Putin not yet decided on use of force in Ukraine
Updated: 2014-03-02 04:18
MOSCOW - Russian President Vladimir Putin has not yet decided on the use of military force in Ukraine despite winning the green light from the upper house of parliament for such a move, presidential spokesman Dmitry Peskov said Saturday.
"Now that the Federation Council, upper house of parliament, adopted the relevant decision, the president has received the full array of means needed for settling the situation both in terms of using troops and in terms of making a decision on the head of our diplomatic mission in the United States," Peskov told a local television station.
"We would like to hope that the situation will not develop the way it has been developing up to date -- escalation and threat to the Russian-speaking population in Crimea," the Itar-Tass news agency quoted Peskov as saying.
Earlier in the day, Putin asked for approval of using armed forces in Ukraine "in connection with the extraordinary situation in Ukraine, the threat to the lives of citizens of the Russian Federation, our compatriots, and the personnel of the military contingent of the Armed Forces of the Russian Federation deployed in the territory of Ukraine ( Autonomous Republic of Crimea)," the Kremlin said.
His request came hours after the State Duma, lower house of the parliament, asked him to take measures to stabilize the situation in Crimea, a Ukrainian autonomous region that is the epicenter of the ongoing crisis in the former Soviet republic.
The troops would be used until the "political-social situation in the country is normalized," the Kremlin said.
Also Saturday, Russian Federal Council chairperson Valentina Matvienko said neither NATO nor the United States had any legal justification for using armed forces in Ukraine.
"We are acting in strict compliance with legislation and the Constitution.

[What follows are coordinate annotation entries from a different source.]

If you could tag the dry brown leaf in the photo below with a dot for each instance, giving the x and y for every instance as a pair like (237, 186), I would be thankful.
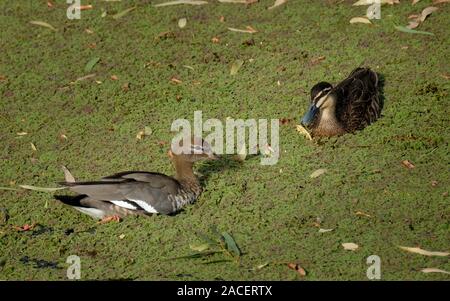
(408, 164)
(434, 270)
(191, 2)
(176, 80)
(248, 29)
(350, 246)
(360, 20)
(423, 252)
(317, 60)
(182, 22)
(84, 7)
(108, 219)
(325, 230)
(25, 227)
(277, 3)
(68, 177)
(318, 173)
(296, 267)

One needs a reason to use such an extreme measure," the Interfax news agency quoted her as saying.
Yuri Vorobyov, Federal Council deputy chairman, said Saturday that U.S. President Barack Obama had "crossed the red line and insulted the Russian people" by warning that "there will be costs" for any military intervention in Ukraine.

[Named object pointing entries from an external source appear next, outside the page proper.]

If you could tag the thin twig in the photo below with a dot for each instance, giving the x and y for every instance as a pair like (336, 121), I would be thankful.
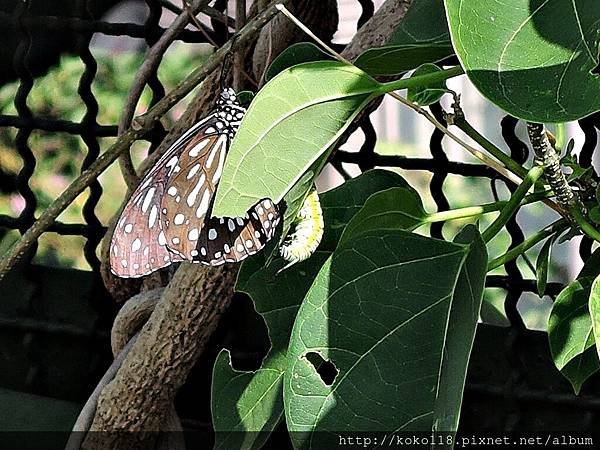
(143, 125)
(238, 57)
(197, 23)
(208, 10)
(148, 67)
(478, 154)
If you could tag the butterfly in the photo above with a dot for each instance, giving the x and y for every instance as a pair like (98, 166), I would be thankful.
(168, 217)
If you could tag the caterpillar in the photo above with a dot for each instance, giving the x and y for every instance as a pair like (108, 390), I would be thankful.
(308, 231)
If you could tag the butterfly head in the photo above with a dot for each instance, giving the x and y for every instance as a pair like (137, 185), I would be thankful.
(229, 109)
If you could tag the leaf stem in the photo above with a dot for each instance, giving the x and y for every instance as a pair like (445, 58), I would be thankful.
(513, 253)
(583, 223)
(513, 204)
(459, 120)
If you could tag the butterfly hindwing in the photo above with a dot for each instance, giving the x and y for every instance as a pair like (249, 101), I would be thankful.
(234, 239)
(138, 243)
(186, 204)
(167, 219)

Calling Obama's remarks as "a direct threat" to Russia, he insisted that Russia recall its ambassador from Washington.
Ousted Ukrainian President Viktor Yanukovych, who showed up Friday for the first time in his week-long hiding, said in a statement Saturday that he condemned "the attempts of those who have seized power in Kiev to force their ways in Crimea."
He supported Crimean authorities' appeal to Russia for " comprehensive assistance to, and the protection of, the Crimeans."